St Oswald’s Priory is located close to Gloucester Cathedral on Archdeacon Street. The priory is easy to spot if walking towards the old Cattle Market site. I have passed many times and had a quick look, but this time. I had a good read of the notice and looked around at the ruins.
The remaining wall at the site incorporates remnants of the church. It’s a relaxing place to sit on a bench in the park.
This site is also where they buried Athelfled and Ethelred and also where they educated the first king of England Athelstan. However, the site’s historical importance is massive.
St Oswald’s Anglo-Saxon Minster & Medieval Priory
Lady Aethelflaed of Mercia founded St. Oswald’s Priory at around 900AD. She is the daughter of Alfred the Great. They did the original build using recycled Roman stones. Originally the site was a Christian burial site, however in 909AD they brought the relics of St Oswald. They then dedicated the building to St. Oswald.

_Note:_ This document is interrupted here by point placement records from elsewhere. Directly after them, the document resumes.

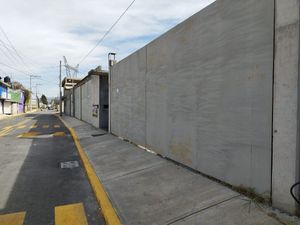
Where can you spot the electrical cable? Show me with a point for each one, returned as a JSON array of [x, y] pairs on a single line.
[[292, 193], [106, 33], [11, 44]]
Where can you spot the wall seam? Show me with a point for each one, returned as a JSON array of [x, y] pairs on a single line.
[[273, 99]]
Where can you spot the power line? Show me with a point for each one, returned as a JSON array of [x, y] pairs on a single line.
[[11, 44], [27, 74], [107, 32]]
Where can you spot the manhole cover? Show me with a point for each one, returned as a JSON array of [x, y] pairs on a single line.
[[69, 164]]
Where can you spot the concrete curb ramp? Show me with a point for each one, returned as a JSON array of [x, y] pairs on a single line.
[[108, 212]]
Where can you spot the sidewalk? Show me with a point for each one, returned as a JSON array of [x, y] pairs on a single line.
[[5, 116], [146, 189]]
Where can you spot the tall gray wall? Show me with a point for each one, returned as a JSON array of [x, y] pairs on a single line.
[[201, 94], [77, 95], [286, 104]]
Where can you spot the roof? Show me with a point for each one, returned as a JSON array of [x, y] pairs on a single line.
[[94, 72]]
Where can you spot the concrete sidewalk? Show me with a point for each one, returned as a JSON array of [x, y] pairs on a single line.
[[147, 189]]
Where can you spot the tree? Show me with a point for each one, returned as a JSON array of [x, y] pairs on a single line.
[[44, 100]]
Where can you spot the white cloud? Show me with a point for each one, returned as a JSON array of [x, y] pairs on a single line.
[[46, 30]]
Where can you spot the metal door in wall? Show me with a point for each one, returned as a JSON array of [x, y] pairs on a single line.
[[103, 102]]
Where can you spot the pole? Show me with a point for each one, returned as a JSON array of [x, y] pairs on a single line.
[[30, 95], [60, 101], [110, 64]]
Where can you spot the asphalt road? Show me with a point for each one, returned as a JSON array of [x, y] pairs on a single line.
[[32, 183]]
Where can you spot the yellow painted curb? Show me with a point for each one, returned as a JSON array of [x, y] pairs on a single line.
[[109, 213]]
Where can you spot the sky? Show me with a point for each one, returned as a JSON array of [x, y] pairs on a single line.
[[43, 31]]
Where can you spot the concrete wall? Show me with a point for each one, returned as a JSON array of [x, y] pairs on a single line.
[[77, 95], [89, 98], [67, 106], [201, 94], [104, 102], [128, 100], [286, 104]]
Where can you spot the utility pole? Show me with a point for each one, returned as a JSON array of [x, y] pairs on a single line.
[[36, 94], [30, 77], [111, 62], [60, 95]]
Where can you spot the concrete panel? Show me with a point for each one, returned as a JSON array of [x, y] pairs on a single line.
[[208, 93], [235, 211], [128, 98], [286, 104]]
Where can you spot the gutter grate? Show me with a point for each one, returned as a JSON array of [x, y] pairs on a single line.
[[69, 164]]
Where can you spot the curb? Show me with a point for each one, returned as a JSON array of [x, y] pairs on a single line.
[[16, 115], [109, 213]]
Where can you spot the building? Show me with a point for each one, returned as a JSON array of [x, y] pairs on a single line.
[[4, 96], [88, 99]]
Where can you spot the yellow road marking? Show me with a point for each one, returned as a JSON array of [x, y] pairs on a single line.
[[59, 134], [8, 127], [110, 215], [12, 218], [72, 214], [29, 134]]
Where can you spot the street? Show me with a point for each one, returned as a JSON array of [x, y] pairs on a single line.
[[42, 180]]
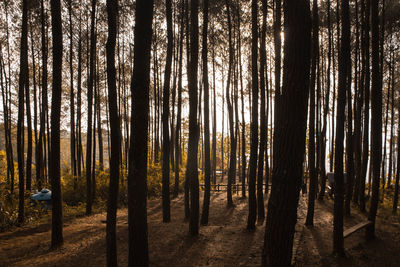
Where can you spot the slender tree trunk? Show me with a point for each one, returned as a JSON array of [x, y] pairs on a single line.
[[396, 184], [191, 169], [29, 123], [289, 136], [326, 107], [364, 167], [207, 174], [376, 118], [34, 98], [179, 112], [23, 77], [263, 127], [188, 66], [344, 72], [89, 193], [311, 127], [137, 175], [57, 224], [111, 231], [72, 95], [165, 115], [79, 103], [251, 219], [229, 102]]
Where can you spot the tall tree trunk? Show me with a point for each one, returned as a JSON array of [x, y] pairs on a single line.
[[391, 167], [376, 118], [263, 130], [34, 98], [165, 115], [289, 136], [111, 231], [188, 66], [89, 193], [29, 122], [207, 174], [179, 112], [191, 169], [23, 77], [137, 175], [229, 102], [344, 71], [251, 219], [72, 95], [396, 184], [311, 127], [79, 153], [326, 107], [57, 224], [366, 29]]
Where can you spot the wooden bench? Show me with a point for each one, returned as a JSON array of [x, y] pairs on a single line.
[[355, 228], [224, 187]]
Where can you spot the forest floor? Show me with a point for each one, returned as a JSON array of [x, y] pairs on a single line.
[[223, 242]]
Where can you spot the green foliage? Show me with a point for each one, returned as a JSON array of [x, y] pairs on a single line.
[[154, 179]]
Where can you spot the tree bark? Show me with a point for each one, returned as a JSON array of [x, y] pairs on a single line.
[[207, 174], [57, 224], [137, 174], [289, 136], [165, 115], [23, 77], [376, 119], [111, 231], [251, 219], [191, 168]]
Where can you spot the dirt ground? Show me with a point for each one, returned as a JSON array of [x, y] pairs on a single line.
[[316, 243], [224, 242]]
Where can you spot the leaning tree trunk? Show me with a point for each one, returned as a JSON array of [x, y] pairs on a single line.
[[229, 102], [207, 174], [23, 80], [263, 126], [111, 231], [191, 168], [344, 72], [376, 119], [89, 193], [166, 142], [251, 219], [311, 126], [56, 218], [289, 136], [137, 173]]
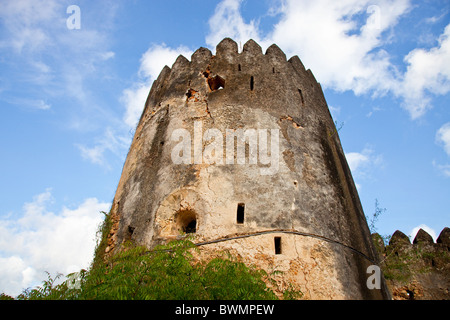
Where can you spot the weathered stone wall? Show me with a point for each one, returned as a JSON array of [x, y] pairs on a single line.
[[308, 199]]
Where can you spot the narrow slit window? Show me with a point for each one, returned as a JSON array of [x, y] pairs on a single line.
[[301, 96], [240, 213], [277, 242]]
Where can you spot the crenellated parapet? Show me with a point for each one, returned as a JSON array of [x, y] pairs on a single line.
[[417, 270], [238, 151]]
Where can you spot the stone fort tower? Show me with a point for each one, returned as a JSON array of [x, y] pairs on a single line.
[[240, 151]]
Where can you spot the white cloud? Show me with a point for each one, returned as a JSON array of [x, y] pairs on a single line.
[[356, 160], [443, 137], [152, 62], [44, 241], [412, 234], [362, 164], [428, 71], [110, 141], [342, 42]]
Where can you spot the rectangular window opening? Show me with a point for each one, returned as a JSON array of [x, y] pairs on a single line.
[[240, 213], [277, 241], [301, 96]]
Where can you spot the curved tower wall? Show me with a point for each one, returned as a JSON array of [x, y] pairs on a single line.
[[288, 204]]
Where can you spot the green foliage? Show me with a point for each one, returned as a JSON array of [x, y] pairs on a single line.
[[166, 273], [374, 218]]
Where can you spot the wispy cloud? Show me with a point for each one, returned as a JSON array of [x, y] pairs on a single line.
[[343, 43], [152, 62], [362, 164], [110, 142], [412, 234]]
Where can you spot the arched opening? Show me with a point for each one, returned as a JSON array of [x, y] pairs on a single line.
[[186, 221]]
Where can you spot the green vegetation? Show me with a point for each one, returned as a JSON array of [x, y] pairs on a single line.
[[168, 272]]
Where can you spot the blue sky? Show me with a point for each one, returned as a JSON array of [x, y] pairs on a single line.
[[70, 99]]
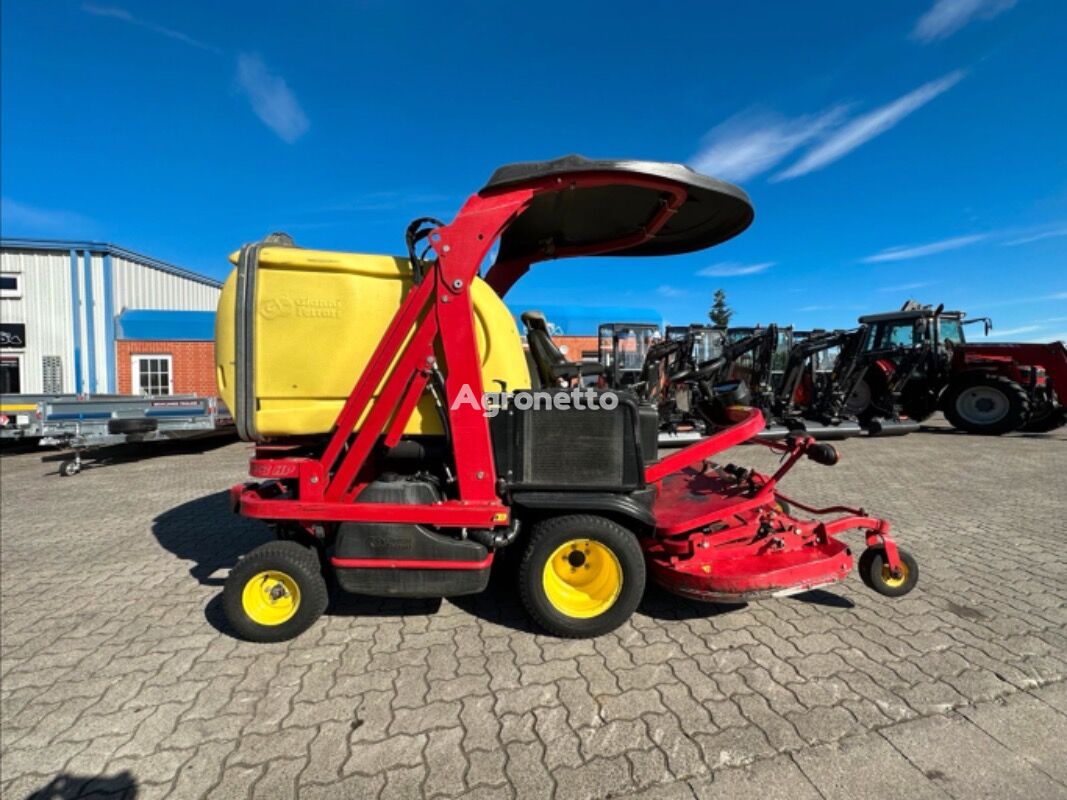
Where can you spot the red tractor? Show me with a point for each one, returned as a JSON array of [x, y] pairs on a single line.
[[918, 360]]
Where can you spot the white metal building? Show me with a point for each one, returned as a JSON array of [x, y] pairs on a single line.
[[59, 307]]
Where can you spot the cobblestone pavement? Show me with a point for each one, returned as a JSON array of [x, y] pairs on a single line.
[[120, 680]]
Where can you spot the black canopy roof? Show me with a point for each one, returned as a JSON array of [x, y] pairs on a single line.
[[713, 210]]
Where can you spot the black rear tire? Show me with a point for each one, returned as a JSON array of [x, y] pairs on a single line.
[[986, 403], [301, 568], [611, 544]]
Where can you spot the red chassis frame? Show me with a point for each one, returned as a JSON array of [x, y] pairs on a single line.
[[438, 313]]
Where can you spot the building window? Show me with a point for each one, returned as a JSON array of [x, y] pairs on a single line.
[[153, 374], [51, 374], [11, 374], [11, 285]]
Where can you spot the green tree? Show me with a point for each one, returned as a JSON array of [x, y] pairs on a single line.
[[720, 313]]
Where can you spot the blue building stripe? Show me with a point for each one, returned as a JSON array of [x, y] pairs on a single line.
[[90, 320], [109, 322], [75, 314]]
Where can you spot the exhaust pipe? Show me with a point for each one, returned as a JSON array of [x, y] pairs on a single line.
[[829, 432], [879, 427]]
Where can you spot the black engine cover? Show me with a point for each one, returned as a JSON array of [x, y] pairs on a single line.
[[389, 542]]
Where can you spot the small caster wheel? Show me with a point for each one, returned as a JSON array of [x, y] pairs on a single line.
[[275, 592], [875, 573]]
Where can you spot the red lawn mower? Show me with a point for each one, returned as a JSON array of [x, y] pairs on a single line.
[[410, 482]]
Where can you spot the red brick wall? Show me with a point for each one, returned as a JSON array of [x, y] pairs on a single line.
[[192, 362], [575, 346]]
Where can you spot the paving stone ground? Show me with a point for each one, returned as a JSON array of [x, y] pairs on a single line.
[[117, 677]]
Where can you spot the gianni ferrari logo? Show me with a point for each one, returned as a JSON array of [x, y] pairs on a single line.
[[492, 403]]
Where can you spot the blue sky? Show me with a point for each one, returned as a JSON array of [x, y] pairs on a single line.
[[891, 149]]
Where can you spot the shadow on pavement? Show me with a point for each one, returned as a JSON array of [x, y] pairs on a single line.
[[122, 785], [823, 597], [207, 532], [662, 605]]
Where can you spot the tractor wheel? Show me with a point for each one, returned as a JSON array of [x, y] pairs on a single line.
[[275, 592], [986, 403], [859, 401], [875, 573], [580, 575]]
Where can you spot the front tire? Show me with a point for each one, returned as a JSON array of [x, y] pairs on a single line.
[[875, 573], [275, 592], [582, 575], [987, 404]]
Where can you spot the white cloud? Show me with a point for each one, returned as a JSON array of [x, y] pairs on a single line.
[[948, 16], [271, 98], [754, 141], [27, 219], [904, 253], [733, 269], [908, 287], [863, 128], [114, 12], [1036, 237]]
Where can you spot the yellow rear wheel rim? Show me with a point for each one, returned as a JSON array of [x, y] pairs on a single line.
[[888, 579], [270, 597], [583, 578]]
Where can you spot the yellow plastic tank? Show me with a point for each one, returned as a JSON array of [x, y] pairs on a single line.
[[311, 321]]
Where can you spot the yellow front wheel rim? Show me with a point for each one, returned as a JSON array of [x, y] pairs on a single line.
[[270, 597], [583, 578], [888, 579]]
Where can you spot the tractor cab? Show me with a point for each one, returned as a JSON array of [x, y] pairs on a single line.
[[622, 348], [918, 358], [762, 365]]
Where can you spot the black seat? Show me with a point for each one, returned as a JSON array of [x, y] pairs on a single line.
[[552, 366]]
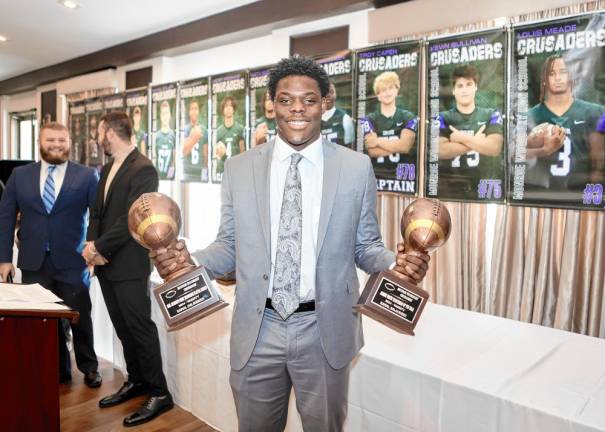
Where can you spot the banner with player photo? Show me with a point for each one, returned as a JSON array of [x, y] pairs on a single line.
[[466, 104], [194, 130], [388, 106], [163, 129], [262, 113], [137, 109], [114, 102], [94, 112], [77, 131], [228, 120], [336, 122], [558, 107]]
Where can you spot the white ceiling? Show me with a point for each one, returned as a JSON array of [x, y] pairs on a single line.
[[43, 32]]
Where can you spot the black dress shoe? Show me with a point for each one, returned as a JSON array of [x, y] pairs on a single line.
[[151, 408], [127, 391], [93, 379]]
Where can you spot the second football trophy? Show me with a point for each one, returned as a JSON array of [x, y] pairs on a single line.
[[391, 300], [154, 221]]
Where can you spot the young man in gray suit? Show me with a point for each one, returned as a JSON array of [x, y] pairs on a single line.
[[298, 215]]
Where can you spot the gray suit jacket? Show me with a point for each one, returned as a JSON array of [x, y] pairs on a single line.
[[348, 236]]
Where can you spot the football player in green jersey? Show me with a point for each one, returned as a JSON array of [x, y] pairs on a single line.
[[390, 131], [165, 144], [195, 148], [229, 135], [140, 136], [470, 141], [336, 124], [564, 148], [265, 127]]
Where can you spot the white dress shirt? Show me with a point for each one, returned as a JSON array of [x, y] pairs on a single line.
[[58, 176], [311, 175], [118, 160]]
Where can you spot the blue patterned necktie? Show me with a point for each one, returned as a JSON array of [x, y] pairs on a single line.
[[286, 279], [48, 196]]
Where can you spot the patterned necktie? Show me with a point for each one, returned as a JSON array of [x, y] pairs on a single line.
[[286, 279], [48, 196]]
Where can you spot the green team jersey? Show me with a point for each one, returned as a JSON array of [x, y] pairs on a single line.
[[271, 126], [567, 171], [141, 138], [333, 129], [164, 147], [390, 128], [194, 164], [230, 137], [459, 178]]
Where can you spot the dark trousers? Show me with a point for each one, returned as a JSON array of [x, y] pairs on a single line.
[[129, 308], [70, 287]]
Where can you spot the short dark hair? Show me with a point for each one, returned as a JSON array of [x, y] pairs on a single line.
[[229, 99], [465, 71], [547, 67], [56, 126], [119, 122], [301, 66]]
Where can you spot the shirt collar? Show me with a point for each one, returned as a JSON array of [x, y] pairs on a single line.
[[313, 152], [327, 115], [119, 157], [59, 167]]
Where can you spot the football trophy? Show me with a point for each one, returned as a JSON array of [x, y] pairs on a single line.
[[391, 300], [154, 221]]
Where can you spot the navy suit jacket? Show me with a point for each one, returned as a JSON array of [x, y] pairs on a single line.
[[64, 229]]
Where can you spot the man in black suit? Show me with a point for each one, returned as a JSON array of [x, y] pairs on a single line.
[[123, 268]]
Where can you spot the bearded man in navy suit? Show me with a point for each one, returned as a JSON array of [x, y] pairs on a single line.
[[53, 197]]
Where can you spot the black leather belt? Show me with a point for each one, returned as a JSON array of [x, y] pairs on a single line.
[[302, 307]]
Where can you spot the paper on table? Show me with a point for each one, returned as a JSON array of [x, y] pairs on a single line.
[[27, 293], [7, 305]]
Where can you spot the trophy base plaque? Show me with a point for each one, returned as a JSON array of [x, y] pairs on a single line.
[[188, 298], [392, 301]]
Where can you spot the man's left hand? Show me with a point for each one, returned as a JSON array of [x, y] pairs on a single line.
[[91, 256], [410, 264]]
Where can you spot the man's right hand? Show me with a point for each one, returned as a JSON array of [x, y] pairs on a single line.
[[171, 259], [6, 269]]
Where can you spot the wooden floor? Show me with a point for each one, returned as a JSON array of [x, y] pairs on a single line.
[[80, 411]]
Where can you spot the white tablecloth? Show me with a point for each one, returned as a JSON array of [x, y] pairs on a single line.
[[463, 371]]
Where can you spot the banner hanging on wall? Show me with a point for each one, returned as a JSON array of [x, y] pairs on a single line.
[[94, 112], [77, 131], [194, 130], [137, 109], [163, 129], [228, 120], [388, 105], [336, 122], [466, 92], [114, 102], [558, 107], [262, 112]]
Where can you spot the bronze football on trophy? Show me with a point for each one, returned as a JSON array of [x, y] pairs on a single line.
[[394, 301], [425, 224], [154, 221]]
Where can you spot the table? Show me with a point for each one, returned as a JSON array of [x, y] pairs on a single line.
[[463, 371], [29, 360]]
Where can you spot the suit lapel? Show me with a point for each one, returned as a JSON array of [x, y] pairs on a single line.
[[262, 177], [330, 185], [35, 185], [123, 168], [68, 179]]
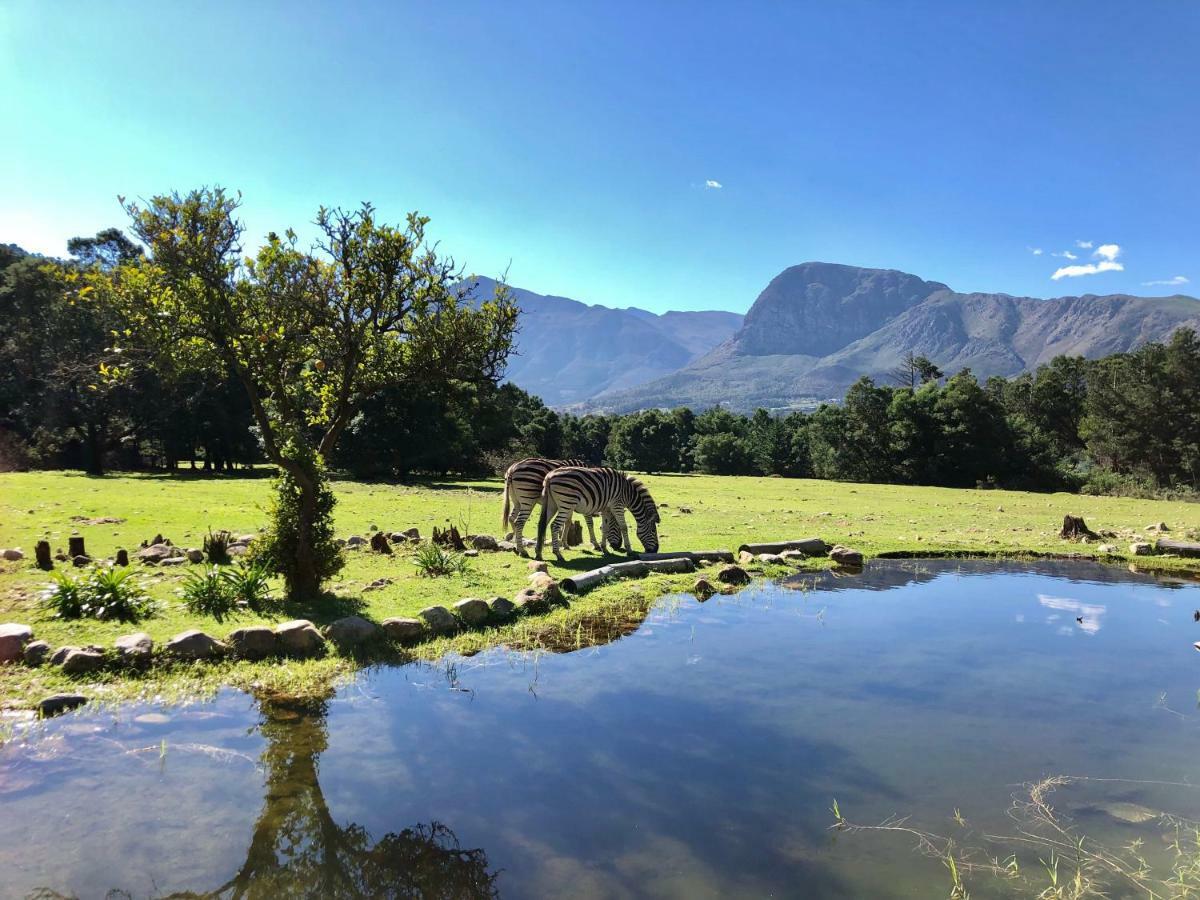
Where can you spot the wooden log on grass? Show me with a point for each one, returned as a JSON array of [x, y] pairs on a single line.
[[696, 556], [808, 546], [1183, 549], [633, 569]]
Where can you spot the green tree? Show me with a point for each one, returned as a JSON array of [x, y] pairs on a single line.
[[311, 335]]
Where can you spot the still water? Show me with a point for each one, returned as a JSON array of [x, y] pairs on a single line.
[[696, 757]]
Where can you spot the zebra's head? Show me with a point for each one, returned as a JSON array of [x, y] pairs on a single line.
[[646, 514]]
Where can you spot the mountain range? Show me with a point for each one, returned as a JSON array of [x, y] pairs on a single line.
[[811, 333]]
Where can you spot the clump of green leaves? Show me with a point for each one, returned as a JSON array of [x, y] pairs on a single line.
[[102, 593], [432, 561], [219, 592]]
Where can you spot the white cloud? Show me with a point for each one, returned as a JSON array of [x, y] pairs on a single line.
[[1074, 271]]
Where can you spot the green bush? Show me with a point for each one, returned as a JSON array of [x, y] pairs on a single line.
[[102, 593]]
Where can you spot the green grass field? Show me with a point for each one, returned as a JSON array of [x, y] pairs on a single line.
[[726, 511]]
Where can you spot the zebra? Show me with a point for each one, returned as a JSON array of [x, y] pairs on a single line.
[[522, 492], [588, 491]]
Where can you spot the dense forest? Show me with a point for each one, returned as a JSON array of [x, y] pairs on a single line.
[[1123, 424]]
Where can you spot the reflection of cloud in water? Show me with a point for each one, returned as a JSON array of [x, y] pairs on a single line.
[[1091, 613]]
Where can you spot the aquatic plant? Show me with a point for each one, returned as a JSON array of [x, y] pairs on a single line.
[[102, 593]]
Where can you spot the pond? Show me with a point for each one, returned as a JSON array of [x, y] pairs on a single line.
[[699, 756]]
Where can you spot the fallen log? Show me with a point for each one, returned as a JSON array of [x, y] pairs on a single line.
[[721, 556], [633, 569], [1183, 549], [809, 546]]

In the centuries that followed, St Oswald’s Priory grew rich as it had become a place of pilgrimage and was at the centre of a large parish.
By the time of the Norman Conquest, the church was in decline. The Archbishop of York then took it over. Then its secular canons replaced by Augustinian ones in 1153.
In 1548, it became the parish church of St. Catherine. For a while, it was a highly popular place of worship. But then came the English Civil War and the Siege of Gloucester. Royalist cannons mostly destroyed the building. They eventually demolished the church in 1653. However, the stone was used to rebuild a new market house.
What Wikipedia Says?
Æthelflæd daughter of Alfred the Great founded St Oswald’s Priory. As well as her husband Æthelred, ealdorman of Mercia, in the late 880s or the 890s. St Peter’s Abbey had been founded in Gloucester about 679 by Osric, ruler of the Hwicce, and at the end of the ninth century, Æthelflæd and Æthelred founded a new minster at a different location in Gloucester, also initially dedicated to St Peter. In 909, a combined West Saxon and Mercian raid into Danish territory resulted in the translation of the bones of St Oswald to the new church from Bardney Abbey in Lincolnshire, and they renamed the priory St Oswald’s in his honour.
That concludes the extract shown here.